Jul 27,2007 00:00
Recently, on a long flight, I was chatting about the normal stuff - kids and family and work - with the 50-something woman sitting next to me. When she found out I was in the financial world, she asked my advice on a particularly thorny issue. Turns out she was supporting her aging parents, who lived on Social Security and not much else, and helping out her grown children. Not surprisingly, she was worried about her financial health: "I make a good income," she told me, "and I know I need to stock a lot more away for my own retirement. But my extra money is going to my family, and I don't know what to do."
No doubt she was in a very tough situation, caught in the middle of two generations with financial needs. But her own financial health was at risk.

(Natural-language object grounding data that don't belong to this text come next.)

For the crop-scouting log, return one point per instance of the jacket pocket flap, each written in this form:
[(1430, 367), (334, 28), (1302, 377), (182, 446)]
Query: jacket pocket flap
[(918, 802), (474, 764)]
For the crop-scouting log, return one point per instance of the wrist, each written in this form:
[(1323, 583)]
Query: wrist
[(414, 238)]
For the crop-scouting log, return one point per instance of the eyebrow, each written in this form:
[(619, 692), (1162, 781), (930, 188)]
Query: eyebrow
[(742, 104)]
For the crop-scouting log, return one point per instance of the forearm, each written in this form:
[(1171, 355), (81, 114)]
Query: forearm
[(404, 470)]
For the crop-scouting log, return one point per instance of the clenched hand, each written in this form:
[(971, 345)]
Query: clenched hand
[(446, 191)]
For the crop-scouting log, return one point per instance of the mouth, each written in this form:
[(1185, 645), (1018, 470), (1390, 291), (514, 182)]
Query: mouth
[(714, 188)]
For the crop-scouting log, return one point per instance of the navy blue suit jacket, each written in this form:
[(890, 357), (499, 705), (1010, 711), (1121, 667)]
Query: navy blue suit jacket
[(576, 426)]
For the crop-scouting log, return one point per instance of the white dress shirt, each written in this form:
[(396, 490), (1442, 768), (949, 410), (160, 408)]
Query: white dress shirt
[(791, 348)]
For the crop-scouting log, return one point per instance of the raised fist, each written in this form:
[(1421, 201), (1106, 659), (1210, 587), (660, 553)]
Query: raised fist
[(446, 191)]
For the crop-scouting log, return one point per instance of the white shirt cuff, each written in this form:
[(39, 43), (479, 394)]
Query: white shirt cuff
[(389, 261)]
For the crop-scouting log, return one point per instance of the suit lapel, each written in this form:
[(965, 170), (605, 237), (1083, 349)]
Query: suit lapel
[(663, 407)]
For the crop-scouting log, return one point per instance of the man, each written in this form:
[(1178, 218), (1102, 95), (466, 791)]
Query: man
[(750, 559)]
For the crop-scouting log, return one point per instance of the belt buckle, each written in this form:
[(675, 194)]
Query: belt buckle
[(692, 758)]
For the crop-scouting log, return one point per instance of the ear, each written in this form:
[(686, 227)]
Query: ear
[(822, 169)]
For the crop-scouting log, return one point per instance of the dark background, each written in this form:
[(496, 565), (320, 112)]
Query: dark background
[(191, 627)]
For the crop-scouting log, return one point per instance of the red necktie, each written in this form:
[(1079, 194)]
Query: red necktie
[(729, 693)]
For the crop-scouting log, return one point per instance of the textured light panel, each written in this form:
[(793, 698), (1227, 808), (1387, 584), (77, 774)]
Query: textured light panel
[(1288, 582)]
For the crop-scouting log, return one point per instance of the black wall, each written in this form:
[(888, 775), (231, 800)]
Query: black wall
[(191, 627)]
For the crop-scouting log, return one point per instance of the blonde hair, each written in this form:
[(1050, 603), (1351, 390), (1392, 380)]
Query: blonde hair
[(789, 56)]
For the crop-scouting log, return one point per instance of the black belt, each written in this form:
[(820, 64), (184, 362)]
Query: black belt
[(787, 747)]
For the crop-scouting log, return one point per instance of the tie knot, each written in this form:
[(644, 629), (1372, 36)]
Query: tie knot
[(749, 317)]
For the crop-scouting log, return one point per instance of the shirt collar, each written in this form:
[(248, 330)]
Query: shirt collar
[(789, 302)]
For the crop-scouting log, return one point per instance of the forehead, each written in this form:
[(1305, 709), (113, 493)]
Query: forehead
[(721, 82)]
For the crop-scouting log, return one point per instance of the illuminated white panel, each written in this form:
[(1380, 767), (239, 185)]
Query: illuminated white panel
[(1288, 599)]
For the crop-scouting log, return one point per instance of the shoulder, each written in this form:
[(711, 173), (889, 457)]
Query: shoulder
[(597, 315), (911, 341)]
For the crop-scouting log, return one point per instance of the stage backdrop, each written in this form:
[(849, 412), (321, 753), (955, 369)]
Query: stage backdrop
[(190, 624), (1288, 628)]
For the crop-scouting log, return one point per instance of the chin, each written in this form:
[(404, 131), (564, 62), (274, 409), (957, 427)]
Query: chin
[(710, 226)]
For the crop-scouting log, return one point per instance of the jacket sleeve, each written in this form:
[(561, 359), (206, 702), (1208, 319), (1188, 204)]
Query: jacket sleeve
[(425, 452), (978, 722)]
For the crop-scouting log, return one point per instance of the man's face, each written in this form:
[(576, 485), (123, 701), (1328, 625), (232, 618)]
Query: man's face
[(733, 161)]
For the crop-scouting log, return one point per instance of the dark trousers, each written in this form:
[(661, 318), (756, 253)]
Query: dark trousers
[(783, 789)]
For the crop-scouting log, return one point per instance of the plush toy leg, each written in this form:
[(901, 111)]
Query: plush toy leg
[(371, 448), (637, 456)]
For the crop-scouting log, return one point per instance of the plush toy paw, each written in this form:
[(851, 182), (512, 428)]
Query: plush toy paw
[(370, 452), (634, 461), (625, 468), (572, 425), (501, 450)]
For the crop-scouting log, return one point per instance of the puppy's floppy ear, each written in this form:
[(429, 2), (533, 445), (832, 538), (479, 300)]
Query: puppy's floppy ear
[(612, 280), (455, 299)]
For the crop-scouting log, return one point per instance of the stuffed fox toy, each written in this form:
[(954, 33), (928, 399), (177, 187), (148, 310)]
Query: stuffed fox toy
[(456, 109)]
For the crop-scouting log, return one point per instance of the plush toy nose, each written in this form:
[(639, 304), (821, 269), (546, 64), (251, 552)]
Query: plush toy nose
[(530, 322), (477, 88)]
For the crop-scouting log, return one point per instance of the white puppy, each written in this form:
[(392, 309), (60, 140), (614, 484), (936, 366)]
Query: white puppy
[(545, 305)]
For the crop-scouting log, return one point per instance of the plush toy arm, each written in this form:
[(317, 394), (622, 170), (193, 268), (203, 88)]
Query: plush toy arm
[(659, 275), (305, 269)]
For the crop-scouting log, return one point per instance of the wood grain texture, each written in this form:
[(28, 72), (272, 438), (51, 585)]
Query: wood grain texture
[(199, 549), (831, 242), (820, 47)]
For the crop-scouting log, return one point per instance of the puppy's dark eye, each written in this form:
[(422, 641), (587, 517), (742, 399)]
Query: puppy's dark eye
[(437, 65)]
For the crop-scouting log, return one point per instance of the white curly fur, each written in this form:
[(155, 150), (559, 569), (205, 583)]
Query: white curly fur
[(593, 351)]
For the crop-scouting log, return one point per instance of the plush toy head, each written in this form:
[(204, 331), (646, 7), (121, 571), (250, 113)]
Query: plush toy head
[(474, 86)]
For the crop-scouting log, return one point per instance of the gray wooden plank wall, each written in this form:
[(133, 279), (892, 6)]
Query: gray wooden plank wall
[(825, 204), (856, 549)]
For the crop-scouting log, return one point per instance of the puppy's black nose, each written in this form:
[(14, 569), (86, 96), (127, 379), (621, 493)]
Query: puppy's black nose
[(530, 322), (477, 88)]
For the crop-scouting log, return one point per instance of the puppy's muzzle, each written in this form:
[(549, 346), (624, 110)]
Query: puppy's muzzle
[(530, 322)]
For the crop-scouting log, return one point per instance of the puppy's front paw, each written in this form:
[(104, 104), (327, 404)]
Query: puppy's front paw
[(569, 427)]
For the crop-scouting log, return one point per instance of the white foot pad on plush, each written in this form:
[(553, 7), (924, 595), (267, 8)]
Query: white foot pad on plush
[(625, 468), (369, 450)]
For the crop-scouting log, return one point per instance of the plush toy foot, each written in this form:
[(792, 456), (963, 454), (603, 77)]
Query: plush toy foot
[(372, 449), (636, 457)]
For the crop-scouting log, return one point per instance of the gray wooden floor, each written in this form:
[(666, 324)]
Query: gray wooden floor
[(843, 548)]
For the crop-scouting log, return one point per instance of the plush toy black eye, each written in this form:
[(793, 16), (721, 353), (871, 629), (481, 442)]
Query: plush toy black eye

Even though I was impressed by her generosity and her clear sense of responsibility, my advice was unambiguous: "You've got to make your own future a priority," I told her. "If you don't create the wealth you're going to need to retire comfortably, you could someday end up as a burden on your children. And they may not be in a position to help you in the way you're helping your folks now."
How to proceed? If her parents were truly in financial straits, it would be almost unthinkable not to help them. Still, I urged her to help them live within their means and, if possible, to recruit other siblings to bear part of the burden. I also advised her to review their insurance coverage.
Adequate health and long-term care insurance is a necessity, but whole life or other policies might not be worthwhile. In addition, they could tap some of the equity from their home in the form of a reverse mortgage.
But her toughest choice, in my view, was how much to give her children. Since they were adults, healthy and working, I suggested she significantly cut back there and focus on what should be her paramount objective: her own financially comfortable retirement.
My advice may sound callous or even selfish to some, but part of being an adult is learning to manage money effectively, which means living on a budget and saving for the future. In my view, her biggest contribution to her grown kids might be to help them take financial responsibility for themselves. And she should explain to them that she is focusing on her retirement savings because she doesn't want to be a burden on them (or anyone else) in the future.
The truth is that retirement is the biggest financial challenge most people will ever face - bigger even than buying a home or sending kids to college. People are living longer, few jobs offer traditional pensions, and our government pension - Social Security - can't be expected to cover everything. And, of course, the soaring cost of health care is adding a lot of financial pressure to retirement.
Try this: Figure out a realistic retirement budget and recognize that most people need, or at least want, about the same income they enjoy during their working lives. Now compare that figure with your known sources of retirement income Social Security benefits and, if you have one, a pension. Many people will discover a gap between their financial needs and their retirement income. Where will that money come from?
For most of us, it will have to come from our own savings and investments. Here's a good rule of thumb: Multiply the amount you'll need in your first year of retirement by 25. Then you can spend about 4 percent of this each year (with that amount increasing with inflation each year). For example, if you expect to live 30 years in retirement and you want an annual income of $50,000, you'll need approximately $1,250,000 on the day you retire in order to be confident that you won't outlive your money.
I believe investing for retirement should be a priority for every adult, but if you're in your 40s or 50s and have neglected your retirement plan, it's time to put it in high gear:
- Contribute the maximum to your employer-sponsored 401(k) plan. At the very least, contribute enough to garner any employer match.
- Max out your contributions to a traditional tax-deductible Individual Retirement Account, a Roth IRA, if you're eligible, or a small-business retirement plan if you're self-employed.
- Invest your long-term retirement assets in a diversified portfolio that includes exposure to the equity markets. I recommend at least one visit with an investment adviser to make sure you're on the right track.
- Consider working longer, which gives you more years to save and invest, and potentially increases your Social Security benefit.
- Finally, if you're age 50 or older, you can make annual "catch-up" contributions of up to $5,000 to a 401(k) plan and up to $1,000 to an IRA.
As my travel companion was discovering, retirement planning requires you to make choices. Most of us make the choice between saving and spending, but her decision was a lot more difficult: between saving for herself and helping her loved ones. I hope most of you don't have to face that choice, but if you do, don't neglect yourself. After all, you don't want your children to someday be caught in the middle themselves.